Взглянул я на жену удивленно:
– А с чего ты решила, что я к нему в гости собираюсь?
– Или я тебя первый день знаю? – щекой она к плечу моему прижалась. – Поснедаете вы сейчас, ты и поезжай, чтобы до темна успеть.
– А ежели дождь пойдет?
– Не пойдет, – уверенно сказала жена.
– Добрын, – окликнул Микула. – Чего вы там шепчетесь? Чару-то подставляй.
– Пропущу, – ответил я огнищанину
Стучат топоры, бор окрестный тревожат, поднимается городок на старом пепелище. Трудятся мужики, стараются, словно хотят время вспять повернуть. Только время, что вода речная, – течет из вчера в завтра, и ничто его не в силах остановить.
Этим стуком топорным меня Коростень встретил.
А еще объятиями дружескими, радостью от встречи запоздалой, расспросами о житье-бытье и обидами шутейными за то, что раньше не появился.
– Я же боялся, что ты меня корить начнешь, – говорил я Путяте, а сам старался смущение скрыть.
– Брось ты, – улыбался он. – Все укоры давно быльем поросли.
Кто Путяту не знал и раньше не видел никогда, от улыбки его, наверное, в ужас бы пришел. Страшный шрам лицо его жутким делал, и улыбка на звериный оскал походила. Невольно сказки бабулины вспоминались о волкулаках и оборотнях.
Но тот, кто поближе его узнавал, тот понимал, что у страхолюда этого сердце чистое и душа добрая. И хоть вспыльчив Путята и в гневе ни своих, ни чужих не щадит, однако отходит быстро и сам потом от содеянного мается.
– А я вам лосятины привез, меда да жира барсучьего, – сказал я.
– Мужики коня твоего разгрузят, – кивнул Зеленя. – Мы ввечеру попируем всласть.
– А пока пойдем, гость дорогой, – Ярун меня по плечу хлопнул. – Покажем тебе, что мы тут понастроили.
Там, где когда-то детинец стоял, ныне избу просторную сложили. В этой избе все немногочисленное население бывшей столицы коренной земли по вечерам собиралось. Снедали-вечерили, о делах дня прошедшего судачили, на новый день планы строили. Народу на пожарище немного осталось, и хотя с той ночи памятной, когда Свенельд своим воинам велел стены коростеньские на пал пустить, почти десять лет прошло и раны огненные травой заросли, все одно люди это место не слишком-то заселить старались. Может, не так уж и ладно все было при отце моем в Древлянской земле, как в детстве казалось, потому и не спешил народ старую столицу возрождать, а может, понимали, что назад оборачиваться не стоит, а лучше вперед по жизни идти.

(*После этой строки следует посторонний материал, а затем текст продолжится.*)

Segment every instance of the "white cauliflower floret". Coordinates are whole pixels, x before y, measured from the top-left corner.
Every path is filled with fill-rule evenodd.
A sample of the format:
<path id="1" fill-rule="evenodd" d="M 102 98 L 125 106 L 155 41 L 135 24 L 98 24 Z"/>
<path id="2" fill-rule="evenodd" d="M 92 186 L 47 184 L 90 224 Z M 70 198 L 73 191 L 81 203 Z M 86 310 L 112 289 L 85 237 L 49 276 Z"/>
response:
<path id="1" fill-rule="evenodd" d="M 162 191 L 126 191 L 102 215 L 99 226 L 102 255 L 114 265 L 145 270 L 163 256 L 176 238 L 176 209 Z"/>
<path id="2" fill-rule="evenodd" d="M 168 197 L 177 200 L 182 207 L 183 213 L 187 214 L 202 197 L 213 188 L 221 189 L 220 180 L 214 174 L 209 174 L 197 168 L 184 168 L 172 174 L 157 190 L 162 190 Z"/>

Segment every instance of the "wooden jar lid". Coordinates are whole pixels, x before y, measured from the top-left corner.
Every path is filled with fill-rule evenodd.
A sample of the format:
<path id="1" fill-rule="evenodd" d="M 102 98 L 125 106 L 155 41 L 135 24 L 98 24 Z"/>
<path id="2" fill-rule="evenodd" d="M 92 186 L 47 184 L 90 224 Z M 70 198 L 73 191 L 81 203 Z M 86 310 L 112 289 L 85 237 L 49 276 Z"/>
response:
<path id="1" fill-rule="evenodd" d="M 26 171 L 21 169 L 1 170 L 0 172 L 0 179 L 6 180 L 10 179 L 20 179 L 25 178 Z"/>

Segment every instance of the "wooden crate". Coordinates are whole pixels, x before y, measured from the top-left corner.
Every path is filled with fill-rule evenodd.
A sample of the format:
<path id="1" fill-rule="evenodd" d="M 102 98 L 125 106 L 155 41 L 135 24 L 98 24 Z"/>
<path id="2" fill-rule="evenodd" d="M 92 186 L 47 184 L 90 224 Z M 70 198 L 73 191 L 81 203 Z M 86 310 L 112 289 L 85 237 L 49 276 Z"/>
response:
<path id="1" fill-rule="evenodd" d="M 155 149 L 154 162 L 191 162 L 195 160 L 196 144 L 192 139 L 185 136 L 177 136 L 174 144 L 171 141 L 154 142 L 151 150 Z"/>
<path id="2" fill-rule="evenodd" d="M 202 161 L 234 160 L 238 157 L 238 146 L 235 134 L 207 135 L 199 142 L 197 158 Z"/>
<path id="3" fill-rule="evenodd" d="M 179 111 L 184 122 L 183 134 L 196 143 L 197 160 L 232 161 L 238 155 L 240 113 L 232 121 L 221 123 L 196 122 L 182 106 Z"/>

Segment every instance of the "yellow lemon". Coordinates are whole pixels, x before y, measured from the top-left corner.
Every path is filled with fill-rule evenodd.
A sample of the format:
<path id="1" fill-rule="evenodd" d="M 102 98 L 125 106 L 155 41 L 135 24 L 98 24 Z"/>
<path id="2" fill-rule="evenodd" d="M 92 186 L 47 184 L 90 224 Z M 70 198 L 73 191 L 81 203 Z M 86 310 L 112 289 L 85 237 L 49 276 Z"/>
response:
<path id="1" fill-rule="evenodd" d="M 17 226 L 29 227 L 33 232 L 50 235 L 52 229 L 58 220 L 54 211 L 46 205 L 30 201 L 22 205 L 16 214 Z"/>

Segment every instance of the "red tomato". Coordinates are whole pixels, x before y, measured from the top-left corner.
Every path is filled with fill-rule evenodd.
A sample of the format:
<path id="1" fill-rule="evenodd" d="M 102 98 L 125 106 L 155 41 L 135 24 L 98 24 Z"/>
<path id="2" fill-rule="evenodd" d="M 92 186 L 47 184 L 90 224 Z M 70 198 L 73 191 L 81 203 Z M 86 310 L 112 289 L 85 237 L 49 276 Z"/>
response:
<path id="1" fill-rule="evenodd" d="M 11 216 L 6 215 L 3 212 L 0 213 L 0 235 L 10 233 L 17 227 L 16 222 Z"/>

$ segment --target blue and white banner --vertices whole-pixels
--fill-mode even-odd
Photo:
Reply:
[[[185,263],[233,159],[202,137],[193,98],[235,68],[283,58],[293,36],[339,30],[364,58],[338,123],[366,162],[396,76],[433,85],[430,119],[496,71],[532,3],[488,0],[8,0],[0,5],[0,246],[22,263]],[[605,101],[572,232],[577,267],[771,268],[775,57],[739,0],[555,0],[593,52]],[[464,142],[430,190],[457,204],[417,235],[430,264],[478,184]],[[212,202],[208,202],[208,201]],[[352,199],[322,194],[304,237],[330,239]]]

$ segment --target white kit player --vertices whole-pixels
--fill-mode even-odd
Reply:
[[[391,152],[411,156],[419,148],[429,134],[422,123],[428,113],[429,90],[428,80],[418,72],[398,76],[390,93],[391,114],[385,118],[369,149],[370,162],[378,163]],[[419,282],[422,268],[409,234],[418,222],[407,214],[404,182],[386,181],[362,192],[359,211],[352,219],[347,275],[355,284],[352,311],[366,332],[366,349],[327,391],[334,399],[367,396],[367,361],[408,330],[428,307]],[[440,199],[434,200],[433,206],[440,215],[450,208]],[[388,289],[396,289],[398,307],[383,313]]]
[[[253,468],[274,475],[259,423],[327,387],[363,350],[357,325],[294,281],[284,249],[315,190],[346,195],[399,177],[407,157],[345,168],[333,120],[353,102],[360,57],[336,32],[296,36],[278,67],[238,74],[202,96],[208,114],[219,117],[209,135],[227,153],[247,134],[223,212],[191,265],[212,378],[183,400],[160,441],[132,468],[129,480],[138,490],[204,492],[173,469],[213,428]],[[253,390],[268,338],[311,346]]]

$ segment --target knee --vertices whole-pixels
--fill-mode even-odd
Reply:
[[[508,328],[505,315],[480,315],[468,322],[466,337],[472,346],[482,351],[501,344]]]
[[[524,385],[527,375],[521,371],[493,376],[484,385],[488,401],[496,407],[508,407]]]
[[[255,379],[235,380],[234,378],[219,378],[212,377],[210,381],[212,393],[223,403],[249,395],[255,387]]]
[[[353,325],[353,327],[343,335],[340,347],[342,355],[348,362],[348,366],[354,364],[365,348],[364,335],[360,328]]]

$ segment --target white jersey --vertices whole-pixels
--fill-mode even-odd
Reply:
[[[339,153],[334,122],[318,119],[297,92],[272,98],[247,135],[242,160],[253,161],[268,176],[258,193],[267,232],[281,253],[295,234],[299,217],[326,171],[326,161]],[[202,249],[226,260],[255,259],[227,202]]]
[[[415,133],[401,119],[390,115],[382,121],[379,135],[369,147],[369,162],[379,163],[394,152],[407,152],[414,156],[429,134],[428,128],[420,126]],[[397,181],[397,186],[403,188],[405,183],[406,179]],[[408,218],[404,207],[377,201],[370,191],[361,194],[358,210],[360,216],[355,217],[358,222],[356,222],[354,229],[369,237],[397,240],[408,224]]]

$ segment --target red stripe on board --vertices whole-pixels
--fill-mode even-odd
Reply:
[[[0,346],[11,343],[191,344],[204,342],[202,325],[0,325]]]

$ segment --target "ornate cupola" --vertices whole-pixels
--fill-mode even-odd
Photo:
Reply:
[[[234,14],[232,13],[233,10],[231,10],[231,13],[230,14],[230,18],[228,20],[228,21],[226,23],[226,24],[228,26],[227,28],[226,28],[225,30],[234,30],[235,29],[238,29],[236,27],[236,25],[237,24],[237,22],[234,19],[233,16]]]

Не обманула Ольга, когда обещала отцу на древлян нетяжелую ругу положить, вот и стали Даждьбоговы внуки частью Руси, о прошлом не жалея. К новой столице, к Овручу жались. Вокруг городка, полянами возвеличенного, новые веси и погосты отстраивали. А к Коростеню лишь на праздники приходили: Святищу поклониться, Дубку Священному почесть отдать да Даждьбогу требы вознести. Черной головней старый дуб из корста топорщился, ветви с него за годы осыпались, один ствол торчит. Но не убила корня могучего Перунова стрела, из гранитной расселины молодой Дубок подниматься начал, на смену мертвому живое к солнышку потянулось. Вот эта поросль неокрепшая и стала для людей священной. На ветки тонкие люди лоскутки цветастые вешали, вокруг Дубка хороводы водили, песни пели да Древу, Богумирову дочь, поминали. А потом по деревенькам и весям расходились.